Dans un entretien médiatique accordé au journal Le Figaro, Brice Clotaire Oligui Nguema défend une nouvelle approche des relations entre l’Afrique et les pays développés. Il considère que les nations qui maintiennent leurs forêts doivent être compensées pour les bénéfices environnementaux qu’elles apportent à l’ensemble de la planète. « Nous préservons les forêts, mais nous ne pouvons pas le faire au détriment de notre développement », a déclaré le chef de l’État gabonais. Il estime que les pays africains doivent pouvoir exploiter leurs ressources et améliorer les conditions de vie de leurs populations tout en participant aux efforts mondiaux contre le changement climatique.
Le Gabon revendique une compensation pour ses services environnementaux
Le président gabonais rappelle que son pays est l’un des principaux poumons verts de la planète. Selon lui, la préservation de ces espaces représente un service rendu à la communauté internationale, alors que les émissions historiques de gaz à effet de serre proviennent majoritairement des économies industrialisées.
Oligui Nguema appelle ainsi à un changement dans les mécanismes de financement climatique. « Il faut qu’on nous paye, parce que c’est vous qui polluez », a-t-il affirmé. Cette position rejoint les revendications de plusieurs pays du bassin du Congo qui demandent une meilleure valorisation financière de leurs efforts de conservation. Le Gabon absorbe davantage de dioxyde de carbone qu’il n’en émet grâce à ses forêts, selon plusieurs estimations scientifiques utilisées dans les discussions internationales sur le climat.
Une biodiversité exceptionnelle à préserver
La demande du président gabonais s’appuie sur le patrimoine naturel du pays.

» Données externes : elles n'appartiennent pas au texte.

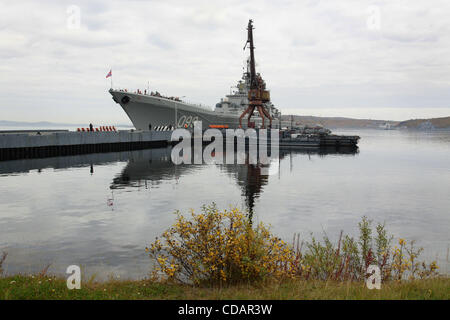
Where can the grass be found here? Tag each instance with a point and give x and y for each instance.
(53, 288)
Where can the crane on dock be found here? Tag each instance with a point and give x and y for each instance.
(257, 94)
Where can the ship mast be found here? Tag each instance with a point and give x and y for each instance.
(257, 94)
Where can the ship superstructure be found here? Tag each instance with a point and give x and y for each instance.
(153, 111)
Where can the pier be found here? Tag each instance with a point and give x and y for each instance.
(40, 144)
(54, 143)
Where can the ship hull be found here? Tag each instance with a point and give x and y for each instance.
(148, 112)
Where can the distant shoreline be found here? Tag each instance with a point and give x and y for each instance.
(328, 122)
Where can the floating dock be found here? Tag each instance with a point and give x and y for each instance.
(54, 143)
(40, 144)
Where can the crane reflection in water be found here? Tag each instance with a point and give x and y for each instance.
(153, 166)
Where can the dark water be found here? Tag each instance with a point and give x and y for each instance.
(100, 211)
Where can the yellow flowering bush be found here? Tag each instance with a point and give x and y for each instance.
(224, 247)
(218, 247)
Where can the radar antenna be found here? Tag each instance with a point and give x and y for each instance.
(257, 94)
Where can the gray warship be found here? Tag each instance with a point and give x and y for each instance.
(152, 110)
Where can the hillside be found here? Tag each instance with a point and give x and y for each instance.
(434, 123)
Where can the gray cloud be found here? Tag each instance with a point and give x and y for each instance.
(313, 54)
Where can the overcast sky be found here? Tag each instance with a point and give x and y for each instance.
(355, 58)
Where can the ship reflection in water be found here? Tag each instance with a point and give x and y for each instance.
(151, 167)
(101, 210)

Le Gabon possède l’un des écosystèmes les plus riches d’Afrique centrale, avec environ 85 % de son territoire couvert par la forêt tropicale. Cette zone fait partie du bassin du Congo, considéré comme le deuxième plus grand massif forestier tropical après l’Amazonie.
Cette richesse forestière abrite une faune remarquable avec des espèces emblématiques comme les éléphants de forêt, les gorilles des plaines de l’Ouest, les chimpanzés, les mandrills ou encore les léopards. Le pays possède aussi une importante diversité marine avec des tortues, des dauphins et des baleines présentes sur son littoral.
La flore gabonaise compte plusieurs milliers d’espèces végétales, dont certaines sont endémiques. Les forêts du pays regroupent des essences précieuses et des zones à forte diversité biologique, comme les Monts de Cristal ou le parc national de la Lopé. Depuis 2002, le Gabon a créé 13 parcs nationaux couvrant une partie importante de son territoire afin de protéger ces espaces naturels. Le parc national de Loango, celui d’Ivindo ou encore celui de Minkébé figurent parmi les zones protégées les plus connues du pays.
Libreville veut un nouvel équilibre avec les pays industrialisés
À travers son appel, Oligui Nguema souhaite que la protection des forêts tropicales soit davantage intégrée dans les négociations internationales sur le climat. Le président gabonais affirme que la transition écologique ne doit pas limiter les ambitions économiques des pays africains. Depuis plusieurs années, les États africains réclament des mécanismes financiers plus importants pour préserver leurs ressources naturelles. Les discussions portent sur la reconnaissance des services écosystémiques fournis par les pays forestiers dans la lutte contre le réchauffement climatique.